ご存知のように岩波ホールは早くから「エキプ・ド・シネマの会」という会員制度を導入し会員を増やし耕してきた。「岩波Hでやる映画なら大丈夫。良品 間違いなし」といった岩波(ホール)ブランドも定着した。その会員が高齢化し、亡くなりつつあるのではないか。一方で、開業当時は乏しかった映像関連情報源は多様化し拡散した。若い人にとっては岩波ブランドはまばゆく敷居高くエスタブリッシュに過ぎるのではないか。そんな気がしている。残念なことだが、仕方がない。

一方で、コロナ禍でも、新しい映画館開館のニュースを目にする。

鳥取県東伯郡湯梨浜町の「jig theater」、

富山県富山市総曲輪の「ほとり座(新館)」、

島根県益田市あけぼの東町の「小野沢シネマ」

東京都世田谷区下北沢の「シモキタ‐エキマエ-シネマ K2」…… etc.

それぞれに、動機も事情も志も違うことだろう。ただ、「このコロナ禍の逆風のなか、苦戦を承知で」といったメディアの定冠詞・決まり文句尻目の《快走》を心から期待したい。

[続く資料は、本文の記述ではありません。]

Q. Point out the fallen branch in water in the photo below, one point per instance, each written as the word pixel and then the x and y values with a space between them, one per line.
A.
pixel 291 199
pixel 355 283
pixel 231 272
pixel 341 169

岩波ホール時代からバブル全盛期(前世紀)の「ミニ・シアター:雨後の筍」時代を経て、ミニ・シアター新時代へ。世代交代加速はウエルカムだ。健闘を祈る。

追記:会員制度と共に岩波ホールは、「日本で初めて各回完全入れ替え制定員制を実施」した映画館だった。正直にいえば、オープン当初は「気に入った映画は居残りして何度も観ることが出来て当然なのに、なんて高飛車な岩波商法。お高くとまりやがって」なんて悪態もついたが、半世紀経った今、各回入れ替え制はスタンダード、当たり前になっちゃってる。トホホだが、時代の趨勢。時は流れ、社会は変わる。